Vela can be deployed to any of IBM's cloud data centers as needed, and it is itself a "virtual cloud". While this approach reduces computing power compared to building physics-based supercomputers, it creates a more flexible solution. Cloud computing solutions provide engineers with resources through API interfaces, easier access to the broad IBM cloud ecosystem for deeper integration, and the ability to scale performance as needed.
IBM engineers explained that Vela is able to access data sets on IBM Cloud Object Storage instead of building a custom storage backend. Previously this infrastructure had to be built separately into supercomputers.

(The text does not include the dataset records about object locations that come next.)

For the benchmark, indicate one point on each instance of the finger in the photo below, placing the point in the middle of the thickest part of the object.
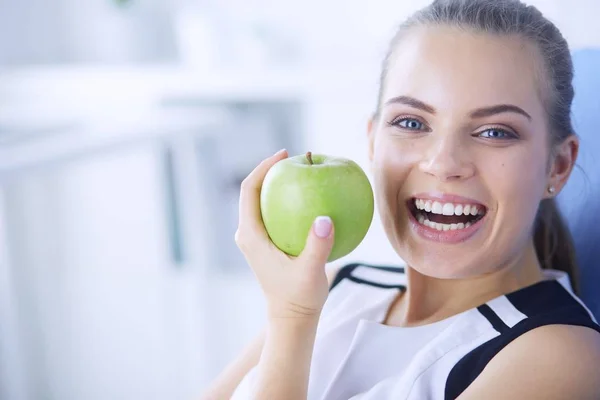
(249, 207)
(319, 243)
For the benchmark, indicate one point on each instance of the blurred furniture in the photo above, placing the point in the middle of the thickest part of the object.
(117, 215)
(580, 200)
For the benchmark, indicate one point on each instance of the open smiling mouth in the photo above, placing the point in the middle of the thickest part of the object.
(445, 216)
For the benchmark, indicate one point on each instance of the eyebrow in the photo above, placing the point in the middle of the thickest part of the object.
(412, 102)
(498, 109)
(478, 113)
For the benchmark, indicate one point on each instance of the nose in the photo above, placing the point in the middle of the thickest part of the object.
(446, 159)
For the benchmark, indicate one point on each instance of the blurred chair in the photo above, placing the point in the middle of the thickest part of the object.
(580, 199)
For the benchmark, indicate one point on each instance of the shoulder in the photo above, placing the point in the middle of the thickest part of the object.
(549, 362)
(380, 276)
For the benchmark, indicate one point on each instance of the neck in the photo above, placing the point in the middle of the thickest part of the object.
(429, 300)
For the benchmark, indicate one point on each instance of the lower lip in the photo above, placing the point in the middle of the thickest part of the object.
(455, 236)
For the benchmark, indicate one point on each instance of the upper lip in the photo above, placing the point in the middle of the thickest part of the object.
(447, 198)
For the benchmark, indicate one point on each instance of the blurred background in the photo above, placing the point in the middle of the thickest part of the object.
(126, 127)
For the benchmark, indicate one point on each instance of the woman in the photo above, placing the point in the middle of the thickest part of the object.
(470, 143)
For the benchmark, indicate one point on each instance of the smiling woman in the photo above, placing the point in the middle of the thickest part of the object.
(470, 142)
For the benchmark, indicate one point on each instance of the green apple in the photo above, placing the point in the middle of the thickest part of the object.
(298, 189)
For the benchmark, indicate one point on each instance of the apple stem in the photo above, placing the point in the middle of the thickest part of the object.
(309, 158)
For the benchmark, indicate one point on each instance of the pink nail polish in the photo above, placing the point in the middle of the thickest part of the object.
(322, 226)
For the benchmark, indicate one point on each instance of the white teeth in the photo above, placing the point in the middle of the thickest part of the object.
(427, 206)
(448, 209)
(437, 207)
(418, 204)
(458, 209)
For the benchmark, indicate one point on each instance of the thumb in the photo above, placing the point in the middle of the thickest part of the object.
(319, 242)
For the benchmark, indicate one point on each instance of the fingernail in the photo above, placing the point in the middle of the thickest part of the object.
(322, 226)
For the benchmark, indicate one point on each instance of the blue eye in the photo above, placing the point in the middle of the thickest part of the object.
(496, 133)
(410, 124)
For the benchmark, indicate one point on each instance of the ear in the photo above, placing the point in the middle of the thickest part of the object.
(562, 164)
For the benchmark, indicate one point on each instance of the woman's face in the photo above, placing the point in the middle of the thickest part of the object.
(461, 130)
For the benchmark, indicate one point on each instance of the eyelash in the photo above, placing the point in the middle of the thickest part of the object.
(507, 133)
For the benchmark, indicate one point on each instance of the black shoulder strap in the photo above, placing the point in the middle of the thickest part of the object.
(548, 303)
(346, 273)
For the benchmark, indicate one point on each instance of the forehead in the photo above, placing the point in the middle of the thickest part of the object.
(452, 68)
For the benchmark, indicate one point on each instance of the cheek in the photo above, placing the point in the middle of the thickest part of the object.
(517, 183)
(391, 167)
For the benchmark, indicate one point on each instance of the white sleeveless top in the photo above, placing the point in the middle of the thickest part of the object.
(356, 356)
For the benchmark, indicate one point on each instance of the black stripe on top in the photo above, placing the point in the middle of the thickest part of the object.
(494, 319)
(544, 303)
(346, 273)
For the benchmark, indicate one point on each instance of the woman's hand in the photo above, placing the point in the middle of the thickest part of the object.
(294, 287)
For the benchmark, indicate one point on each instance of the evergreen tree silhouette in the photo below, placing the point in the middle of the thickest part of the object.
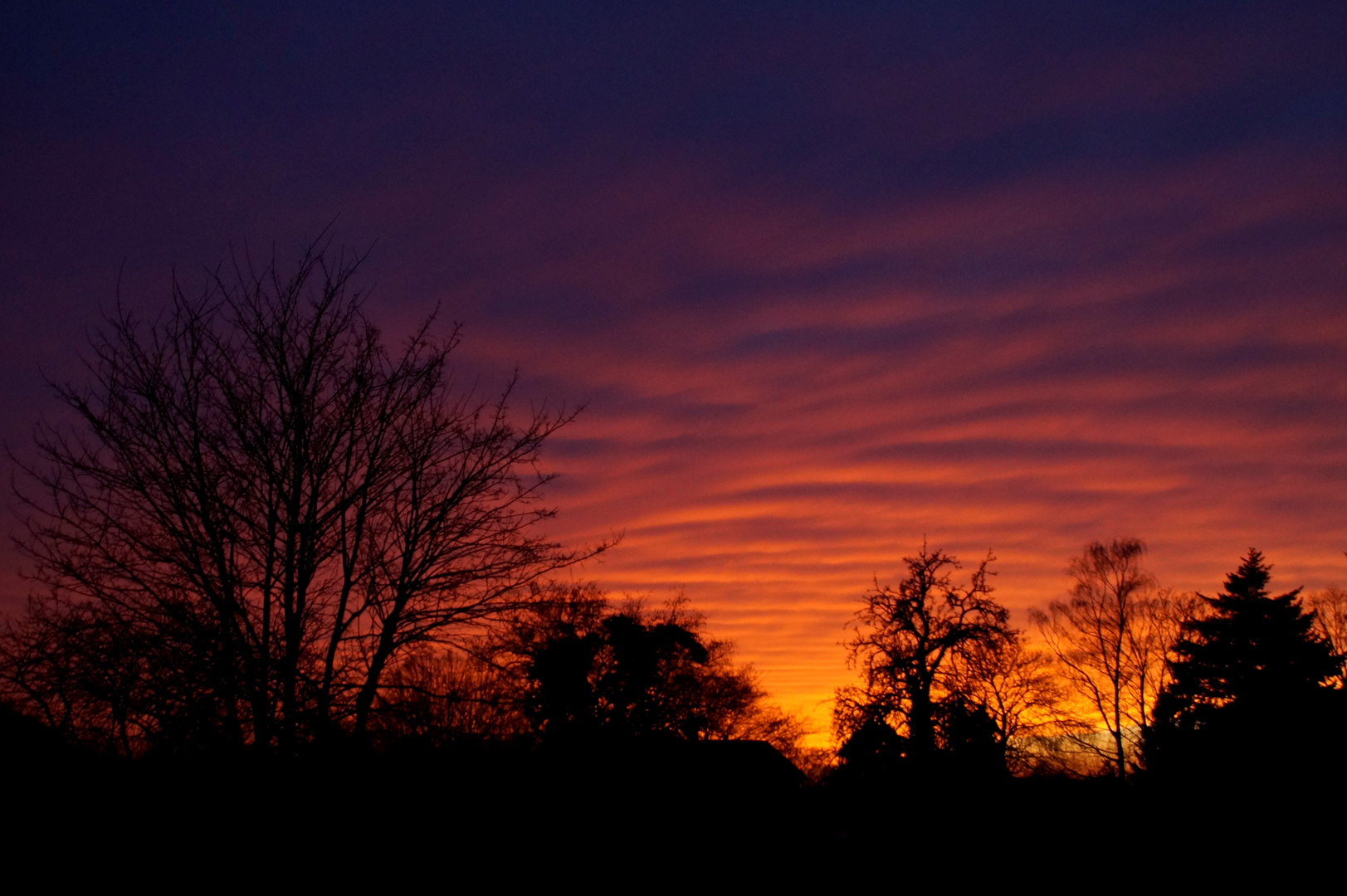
(1249, 693)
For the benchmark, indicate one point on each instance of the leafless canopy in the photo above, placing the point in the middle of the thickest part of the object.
(908, 641)
(1111, 639)
(259, 509)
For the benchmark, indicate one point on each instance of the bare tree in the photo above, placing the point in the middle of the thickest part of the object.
(1110, 640)
(907, 641)
(1330, 608)
(261, 509)
(1020, 691)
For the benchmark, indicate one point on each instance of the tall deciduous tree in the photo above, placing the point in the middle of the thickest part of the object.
(259, 509)
(905, 645)
(1110, 639)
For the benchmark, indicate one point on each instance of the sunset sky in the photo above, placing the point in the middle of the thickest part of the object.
(827, 278)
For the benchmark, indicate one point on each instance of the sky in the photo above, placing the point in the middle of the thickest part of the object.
(827, 279)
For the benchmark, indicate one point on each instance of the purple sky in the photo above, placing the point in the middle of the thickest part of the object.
(1012, 276)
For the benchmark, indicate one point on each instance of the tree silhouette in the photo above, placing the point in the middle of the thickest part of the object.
(1110, 640)
(1249, 682)
(588, 671)
(907, 643)
(259, 509)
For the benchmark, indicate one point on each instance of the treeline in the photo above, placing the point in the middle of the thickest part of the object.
(1125, 677)
(261, 531)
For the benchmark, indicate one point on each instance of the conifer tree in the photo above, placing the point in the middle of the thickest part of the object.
(1249, 686)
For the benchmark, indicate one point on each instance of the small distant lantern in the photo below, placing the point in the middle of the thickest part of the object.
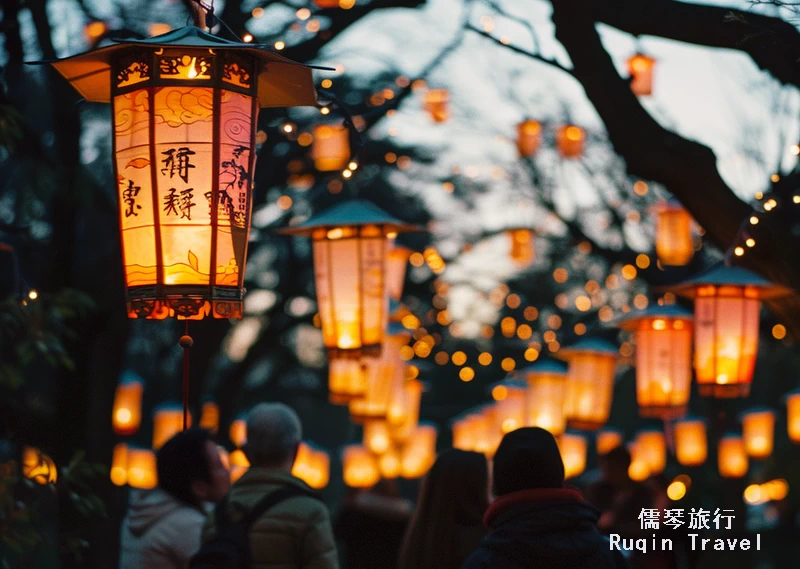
(691, 448)
(731, 457)
(350, 241)
(185, 108)
(529, 137)
(641, 67)
(590, 382)
(437, 104)
(142, 473)
(547, 386)
(570, 141)
(758, 432)
(727, 303)
(674, 243)
(127, 409)
(573, 454)
(330, 149)
(360, 467)
(663, 360)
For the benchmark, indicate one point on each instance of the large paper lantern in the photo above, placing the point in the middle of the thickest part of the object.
(663, 359)
(185, 108)
(350, 241)
(727, 303)
(547, 387)
(590, 382)
(758, 432)
(674, 243)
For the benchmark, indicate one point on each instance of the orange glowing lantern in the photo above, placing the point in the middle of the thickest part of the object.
(360, 467)
(570, 139)
(185, 108)
(691, 448)
(126, 414)
(590, 382)
(726, 309)
(758, 432)
(350, 242)
(641, 70)
(663, 360)
(732, 457)
(547, 386)
(529, 137)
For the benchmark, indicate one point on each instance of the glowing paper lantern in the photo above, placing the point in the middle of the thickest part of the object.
(185, 108)
(590, 382)
(731, 457)
(350, 241)
(663, 360)
(758, 432)
(641, 70)
(726, 309)
(547, 386)
(691, 448)
(126, 415)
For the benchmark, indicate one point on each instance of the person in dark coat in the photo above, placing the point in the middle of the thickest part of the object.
(535, 522)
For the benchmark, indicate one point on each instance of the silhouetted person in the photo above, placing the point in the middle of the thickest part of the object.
(535, 522)
(448, 523)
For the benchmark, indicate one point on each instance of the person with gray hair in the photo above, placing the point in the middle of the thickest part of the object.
(295, 533)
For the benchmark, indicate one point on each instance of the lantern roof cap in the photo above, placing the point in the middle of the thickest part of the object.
(722, 275)
(281, 81)
(350, 212)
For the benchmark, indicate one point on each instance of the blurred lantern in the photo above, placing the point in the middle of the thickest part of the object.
(529, 137)
(331, 147)
(119, 465)
(547, 385)
(126, 414)
(731, 457)
(350, 242)
(691, 448)
(185, 108)
(570, 140)
(641, 70)
(726, 309)
(142, 473)
(360, 467)
(573, 454)
(437, 104)
(663, 359)
(607, 440)
(38, 467)
(674, 246)
(590, 382)
(758, 432)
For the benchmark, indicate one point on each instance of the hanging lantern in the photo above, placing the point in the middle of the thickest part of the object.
(726, 309)
(529, 137)
(360, 467)
(758, 432)
(142, 473)
(674, 244)
(590, 382)
(641, 67)
(573, 454)
(185, 108)
(731, 457)
(547, 385)
(331, 147)
(663, 360)
(437, 104)
(126, 414)
(570, 139)
(691, 448)
(350, 241)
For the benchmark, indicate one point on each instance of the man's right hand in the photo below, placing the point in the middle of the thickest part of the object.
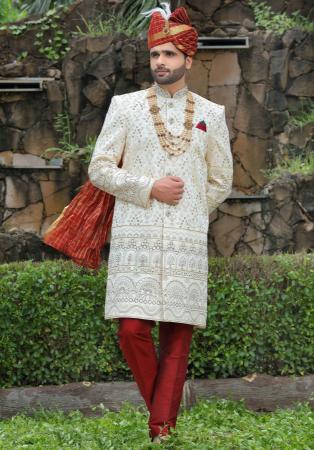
(168, 190)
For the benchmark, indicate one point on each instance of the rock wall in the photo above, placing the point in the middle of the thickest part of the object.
(261, 87)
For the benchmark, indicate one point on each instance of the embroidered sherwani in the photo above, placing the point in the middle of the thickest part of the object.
(158, 260)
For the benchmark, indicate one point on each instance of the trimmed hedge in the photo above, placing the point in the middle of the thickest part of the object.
(260, 319)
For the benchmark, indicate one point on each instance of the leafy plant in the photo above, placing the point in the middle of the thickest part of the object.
(10, 12)
(51, 41)
(260, 319)
(278, 23)
(304, 116)
(105, 25)
(132, 9)
(303, 164)
(212, 424)
(43, 6)
(68, 148)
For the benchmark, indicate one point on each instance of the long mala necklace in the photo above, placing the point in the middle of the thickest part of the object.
(173, 144)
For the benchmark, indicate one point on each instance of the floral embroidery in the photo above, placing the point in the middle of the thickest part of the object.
(158, 261)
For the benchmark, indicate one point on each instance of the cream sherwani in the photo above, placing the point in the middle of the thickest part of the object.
(158, 261)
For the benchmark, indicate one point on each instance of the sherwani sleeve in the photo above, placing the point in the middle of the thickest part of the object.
(103, 170)
(219, 163)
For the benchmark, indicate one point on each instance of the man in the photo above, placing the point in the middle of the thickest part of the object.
(177, 168)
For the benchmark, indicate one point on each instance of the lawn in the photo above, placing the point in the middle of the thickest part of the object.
(214, 424)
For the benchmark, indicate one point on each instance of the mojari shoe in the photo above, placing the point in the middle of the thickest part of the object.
(160, 438)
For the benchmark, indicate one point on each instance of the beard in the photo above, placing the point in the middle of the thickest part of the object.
(170, 77)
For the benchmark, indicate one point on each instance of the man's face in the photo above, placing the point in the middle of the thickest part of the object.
(168, 64)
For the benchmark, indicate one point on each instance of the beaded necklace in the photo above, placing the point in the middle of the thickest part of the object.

The key component of any AI supercomputer is a large number of GPUs and the nodes connecting them. Vela actually configures each node as a virtual machine (rather than bare metal). This is the most common method and is widely considered to be the most ideal method for AI training.
How is Vela built?
One of the disadvantages of cloud virtual computers is that performance cannot be guaranteed. To address performance degradation and deliver bare-metal performance inside virtual machines, IBM engineers found a way to unlock full node performance (including GPU, CPU, network and storage) and reduce load losses to less than 5%.
This involves configuring a bare metal host for virtualization, supporting virtual machine scaling, large page and single root IO virtualization, and realistic representation of all devices and connections within the virtual machine; also includes network cards and CPUs and GPUs matches, and how they bridge each other. After completing this work, they found that the performance of the virtual machine nodes was "close to bare metal."
In addition, they are also committed to designing AI nodes with large GPU memory and large amounts of local storage for caching AI training data, models and finished products. In tests using PyTorch, they found that by optimizing workload communication patterns, they were also able to bridge the bottleneck of relatively slow Ethernet networks compared to faster networks like Infiniband used in supercomputing.
In terms of configuration, each Vela uses eight 80GB A100 GPUs, two second-generation Intel Xeon scalable processors, 1.5TB of memory and four 3.2TB NVMe hard drives, and can be used at any scale Deploy to any IBM cloud data center around the world.
IBM engineers said: "Having the right tools and infrastructure is a key factor in improving R&D efficiency. Many teams choose to follow the tried-and-true path of building traditional supercomputers for AI... We have been working on a better solutions to provide the dual benefits of high-performance computing and high-end user productivity.”